Related papers: Predict-and-Critic: Accelerated End-to-End Predictive Control for Cloud Computing through Reinforcement Learning

Predict-and-Critic: Accelerated End-to-End Predictive Control for Cloud Computing through Reinforcement Learning

URL: http://arxiv.org/abs/2212.01348v1
Date: Fri, 2 Dec 2022 18:07:56 GMT
Title: Predict-and-Critic: Accelerated End-to-End Predictive Control for Cloud Computing through Reinforcement Learning
Authors: Kaustubh Sridhar, Vikramank Singh, Balakrishnan Narayanaswamy, Abishek Sankararaman
Abstract summary: We introduce an approximate formulation of an industrial VM packing problem as an MILP with soft-constraints parameterized by predictions. We propose the Predict-and-Critic (PnC) framework that outperforms predict-and-optimize (PnO) with just a two-step horizon. We find that PnC significantly improves decision quality over PnO, even when the optimization problem is not a perfect representation of reality.
Score: 8.573878018370547
License: http://arxiv.org/licenses/nonexclusive-distrib/1.0/
Abstract: Cloud computing holds the promise of reduced costs through economies of scale. To realize this promise, cloud computing vendors typically solve sequential resource allocation problems, where customer workloads are packed on shared hardware. Virtual machines (VM) form the foundation of modern cloud computing as they help logically abstract user compute from shared physical infrastructure. Traditionally, VM packing problems are solved by predicting demand, followed by a Model Predictive Control (MPC) optimization over a future horizon. We introduce an approximate formulation of an industrial VM packing problem as an MILP with soft-constraints parameterized by the predictions. Recently, predict-and-optimize (PnO) was proposed for end-to-end training of prediction models by back-propagating the cost of decisions through the optimization problem.
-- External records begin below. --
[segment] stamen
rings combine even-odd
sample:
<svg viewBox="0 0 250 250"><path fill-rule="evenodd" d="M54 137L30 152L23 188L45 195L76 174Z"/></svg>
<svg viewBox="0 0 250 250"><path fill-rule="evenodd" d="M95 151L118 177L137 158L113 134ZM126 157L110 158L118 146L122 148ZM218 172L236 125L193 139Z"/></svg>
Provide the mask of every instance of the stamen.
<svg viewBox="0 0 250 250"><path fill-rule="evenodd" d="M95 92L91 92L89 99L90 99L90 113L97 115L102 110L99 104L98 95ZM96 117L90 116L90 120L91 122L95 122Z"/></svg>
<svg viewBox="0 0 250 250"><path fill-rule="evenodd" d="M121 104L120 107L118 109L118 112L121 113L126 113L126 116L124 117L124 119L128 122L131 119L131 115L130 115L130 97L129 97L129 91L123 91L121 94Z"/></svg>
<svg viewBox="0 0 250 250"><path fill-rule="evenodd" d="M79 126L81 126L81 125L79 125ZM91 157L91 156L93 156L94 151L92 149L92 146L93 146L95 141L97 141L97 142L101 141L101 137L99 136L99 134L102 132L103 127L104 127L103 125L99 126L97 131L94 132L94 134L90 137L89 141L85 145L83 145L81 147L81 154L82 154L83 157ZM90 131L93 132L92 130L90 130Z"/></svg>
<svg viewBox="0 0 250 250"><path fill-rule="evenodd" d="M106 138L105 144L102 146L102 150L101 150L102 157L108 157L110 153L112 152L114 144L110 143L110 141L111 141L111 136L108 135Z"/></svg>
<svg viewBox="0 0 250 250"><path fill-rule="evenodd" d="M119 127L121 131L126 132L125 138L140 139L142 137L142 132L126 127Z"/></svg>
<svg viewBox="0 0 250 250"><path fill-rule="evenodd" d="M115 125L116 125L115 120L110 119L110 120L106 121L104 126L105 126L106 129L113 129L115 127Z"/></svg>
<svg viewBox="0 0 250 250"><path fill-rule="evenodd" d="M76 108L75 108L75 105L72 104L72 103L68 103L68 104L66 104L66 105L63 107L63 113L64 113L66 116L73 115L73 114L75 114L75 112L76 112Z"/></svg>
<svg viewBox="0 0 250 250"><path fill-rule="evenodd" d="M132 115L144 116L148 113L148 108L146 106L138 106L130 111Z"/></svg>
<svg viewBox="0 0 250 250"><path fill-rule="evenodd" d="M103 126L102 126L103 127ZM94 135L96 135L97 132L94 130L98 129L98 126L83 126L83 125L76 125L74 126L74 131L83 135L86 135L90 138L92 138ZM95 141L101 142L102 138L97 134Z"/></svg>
But, PnO is unable to scale to the large prediction horizons prevalent in cloud computing. To tackle this issue, we propose the Predict-and-Critic (PnC) framework that outperforms PnO with just a two-step horizon by leveraging reinforcement learning. PnC jointly trains a prediction model and a terminal Q function that approximates cost-to-go over a long horizon, by back-propagating the cost of decisions through the optimization problem \emph{and from the future}. The terminal Q function allows us to solve a much smaller two-step horizon optimization problem than the multi-step horizon necessary in PnO. We evaluate PnO and the PnC framework on two datasets, three workloads, and with disturbances not modeled in the optimization problem. We find that PnC significantly improves decision quality over PnO, even when the optimization problem is not a perfect representation of reality. We also find that hardening the soft constraints of the MILP and back-propagating through the constraints improves decision quality for both PnO and PnC.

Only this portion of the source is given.